Tony's smile is brilliant and eager, then, as he slides the tape into the VCR and hits play. "Well, now you can watch it for the first time."

He sits back down, next to Steve. Steve readjusts the weapons he's carrying so he can draw a gun -- much as he hates the thought of it -- as fast as possible, and he settles back. He's not really relaxed. Who would be? Of course, neither is Tony. Tony's hiding it, or trying to: he's slouching artlessly into the cushions. But his muscles are tense, his breathing is shallow, and his gaze keeps wandering around the room.

"I'm not going to let anything happen to you," Steve says, quietly, solemnly. A vow.

The movie starts, and Tony says nothing, but in the glow of the television, Steve thinks he sees a fractional nod and the slightest of smiles.
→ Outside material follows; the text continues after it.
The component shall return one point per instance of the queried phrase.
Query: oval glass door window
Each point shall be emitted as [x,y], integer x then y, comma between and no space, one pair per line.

As the opening credits end with an orchestral flourish, as the Earth is menaced by an alien probe, Steve becomes more and more certain that he has seen this movie. He doesn't quite remember watching it, but when the main characters resolve to travel through time to save the planet, he knows he's seen it all before. Somehow. He doesn't need to watch the movie.

So he watches Tony.

He's not entirely hopeless at subtlety; he knows better than to just sit there and stare at him. That would be more than a little creepy. But he glances over, every so often, when Tony's attention is fixed most firmly on the screen, when Tony is grinning to himself, mouthing cherished bits of dialogue ("nuclear wessels") along with the characters, under his breath.

He's sitting here in a faded t-shirt and worn jeans, entranced by the movie. He's so young.

He's a kid. Seventeen. God.

But time is a funny thing. In five years, everything's going to kick off, more or less. The modern-day age of heroes, the likes of which the world hasn't seen since the Invaders, will begin. The Fantastic Four will gain their powers. The first team of X-Men will form. The Avengers will assemble, with SHIELD's backing. And a few months after that, they'll pull Steve from the ice. He remembers Hank, Jan, and Thor gathered around him like it was yesterday.

In five years, Tony will be twenty-two. Young, sure, but not a kid anymore. In five years, when they find Steve, Steve will be twenty-four. He'll have been twenty-four for decades. He won't be twice Tony's age, as he is right now. It seems easier to imagine forging a friendship like that, when they grow up together, when they know each other from the beginning of the Avengers.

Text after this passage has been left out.